I grew up in San Diego, living there from 1980 to 1998.  While I never really lost my first allegiance in Baseball which was for the California Angles (and NOT the Los Angeles Dodgers) I rooted for the Padres due to the home-town bias.  Didn't hurt that the entire time I lived in San Diego I was never further than 5 miles away from Jack Murphy Stadium.  Subsequently I was there and fully entrenched in Padre-mania when it hit in 1984, fueled by the spectacular season that one Tony Gwynn tore through hitting .351 with 213 hits playing Right Field.

Photo courtesy Laura K. Stevens.
I once owned a Tony Gwynn Rookie Card, his Topps issue, coveted by many in San Diego, more so than his Fleer and Donruss issues from the same year.  For one Topps was still "THE BRAND" back then and for two, the newcomers' cards were boring non-action shots, and his Topps showed, well, his ass.  Yup.  One of the greatest rookie cards in Padre history shows his butt.  Something even more curious I noticed, in my friend Laura's picture of Tony's rookie card, he's wearing a number in the 50's.  We all know his uniform number was #19, so hmm...

Seemed like outside of San Diego Mr. Gwynn was well respected, but not that well known.  That's OK, he was our hometown hero, after all even though he was born (like myself) in Los Angeles he went to SDSU and was a Lincoln High guy as well.  After he retired he went back to work for SDSU coaching.  He was a stand-up guy and there are tons and tons of tributes flowing over the last couple of days as there should be.

I don't personally own much Gwynn memorabilia anymore, I may have some stuff still in storage.  I was at the game where he won his final Silver Slugger award, and that was pretty special because if I recall correctly it was a really close race between Gwynn and Colorado slugger Larry Walker.  (Gwynn won the batting title by 6 points, .372 to .366.

I did attend the 1992 All-Star Fan Fest in San Diego at the convention center, one of the first times I'd ever been there, having eschewed the first two SDCCs at the new hall along Seaport Village (total honesty - I've never been to Petco either).  One of the promos was this wonderful full page sheet showing the complete 12 card set for that years' inserts.  The first 10 cards were found in packs about 1:13 or so.  The last two were mail-aways, a common component of sports collecting that I loved to go after back in the day.

This sheet has more sentimental value to me now than monetary.  It represents the early 90's so fantastically.  Upper Deck had been doing these "limited edition" sheets for awhile and Fleer wanted to get in on the action.  If you want one I notice there's one listed on eBay for a $5 bid/$10 BIN.  It's not my listing, so I'm not linking, but you can find it easily enough.  Search "1992 Ultra Tony Gwynn."

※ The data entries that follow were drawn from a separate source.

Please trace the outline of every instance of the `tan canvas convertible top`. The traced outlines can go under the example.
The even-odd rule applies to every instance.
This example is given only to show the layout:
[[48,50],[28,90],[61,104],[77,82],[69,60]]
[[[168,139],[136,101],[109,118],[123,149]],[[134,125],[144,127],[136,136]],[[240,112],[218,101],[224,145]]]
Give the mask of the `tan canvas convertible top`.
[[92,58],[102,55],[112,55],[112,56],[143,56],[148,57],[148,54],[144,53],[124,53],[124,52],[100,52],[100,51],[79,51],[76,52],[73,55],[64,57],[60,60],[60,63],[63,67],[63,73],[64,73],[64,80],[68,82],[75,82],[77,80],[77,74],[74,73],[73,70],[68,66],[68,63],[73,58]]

The sets of 12 themselves seem to be readily available at under a buck a card too.  Even for the mail aways.  It was the era of junk wax.  It might be more fun to find 1992 unopened Wax and search for the certified autos.  Wait, what's that you say?  Yup, Tony signed 200 of EACH CARD and they were inserted.  So theoretically there's a 10 card signed set out there somewhere.  Yikes.  Back in the day these cards were valued (by Fleer) at $50 each.  They're also readily available on the Bay of E for under $100 each.  Not too bad for a HOFer.

One last thing and here's where I'm going to get a bit preachy.  Tony died of Salivary Gland Cancer, which he contracted from years of chewing tobacco use.  I've had a few friends in the past chew tobacco, and I've never understood the habit.  Really.  It's disgusting to the Nth degree.  And it's dangerous.  It's high time that MLB took a hard-core stand, rather than the still tacit appeasement that they currently have.  Then again that would have the MLB take a stand on SOMETHING and we all know that under Bud Selig they don't stand for anything.